Матрос охнул, с готовностью приподнялся, увлекая и офицера:

– Пирс отсюда виднее, чем караулка… Видите, из-за пирса труба торчит? Это – баржа… Вам туда! – матрос засмущался вроде, потом цинично усмехнулся. – Но вы же… не ее муж… Информация конфиденциальная. Как земляку, могу много рассказать… Вы из какого района?

– Васильевский, Шкиперский проток… А ты?

– Я с Петьки, недалеко от Ленфильма… – матрос сиял от встречи с земляком на богом забытом краешке земли, но, столкнувшись взглядом с офицером, посерьезнел и стал вещать «конфиденциально», тоном диктора:

– Автобус на дамбе останавливается ненадолго. Можно незаметно спуститься к морю и за насыпью пройти прямо к барже. Она – плоскодонка, и он ее ставит в начале пирса.
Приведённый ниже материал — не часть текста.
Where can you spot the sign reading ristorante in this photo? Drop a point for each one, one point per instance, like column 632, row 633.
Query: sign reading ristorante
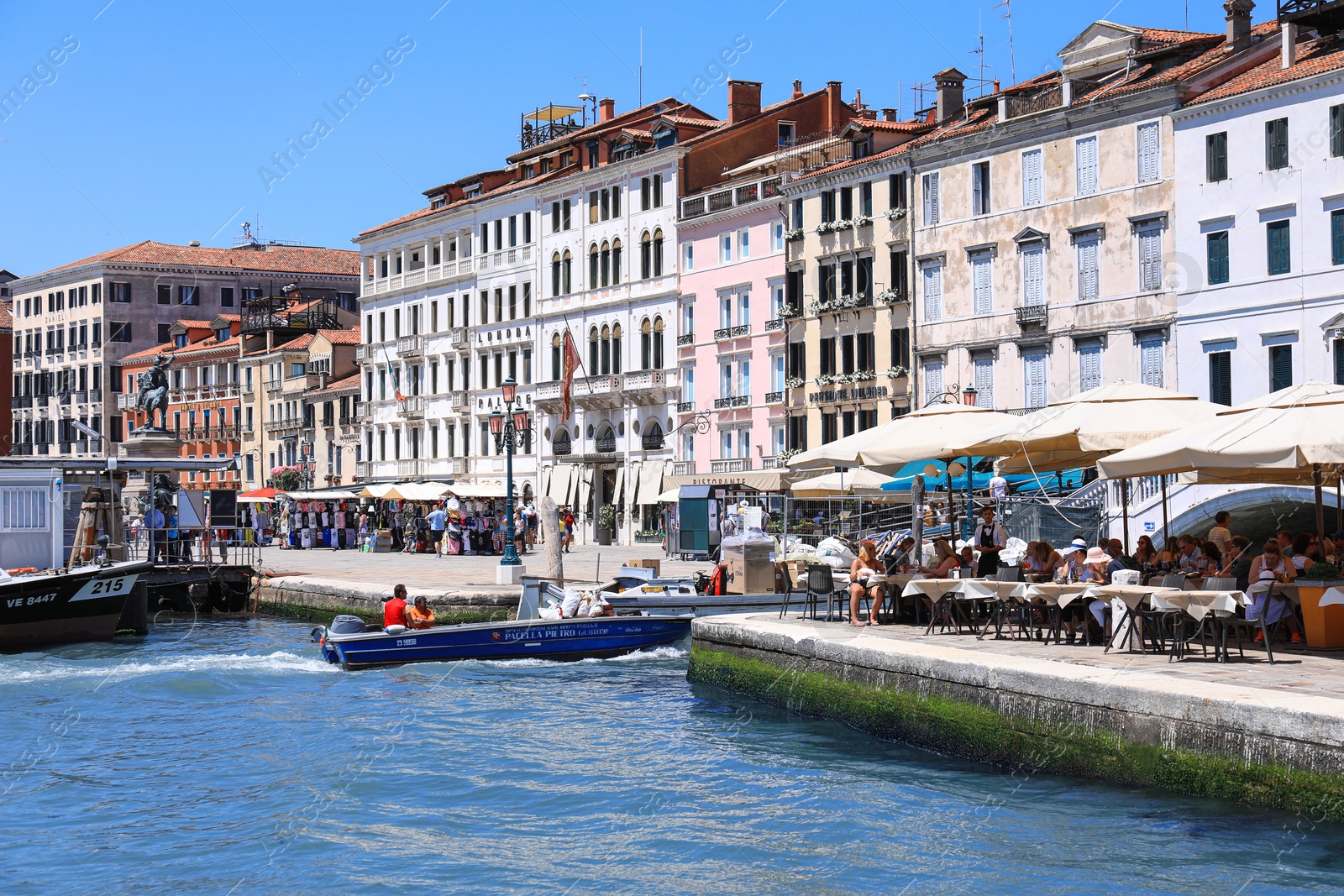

Силантич, шкипер, старик тертый, торгаш, сводня, сутенер, наводчик, стукач… Не исключено, что трус, но наглый, потому что на кого-то работает…

Снайпер взялся за сумку и протянул руку матросу:

– Остальное прибереги до следующего раза, Леша. Я тороплюсь.

– А сигареток парочку можно? И откуда у вас такая кепка – она вам не идет… Я ее уже видел где-то.

Снайпер достал сигареты.

– Подарил бы и кепень, да не мое.

И оба тихо рассмеялись. Матрос скользнул к блок-посту, а каплей перешел дорогу и двинулся к перешейку, помахивая кепкой, как веслом, таща сумку, как приспущенный якорь. Ветра под сопкой почти не ощущалось.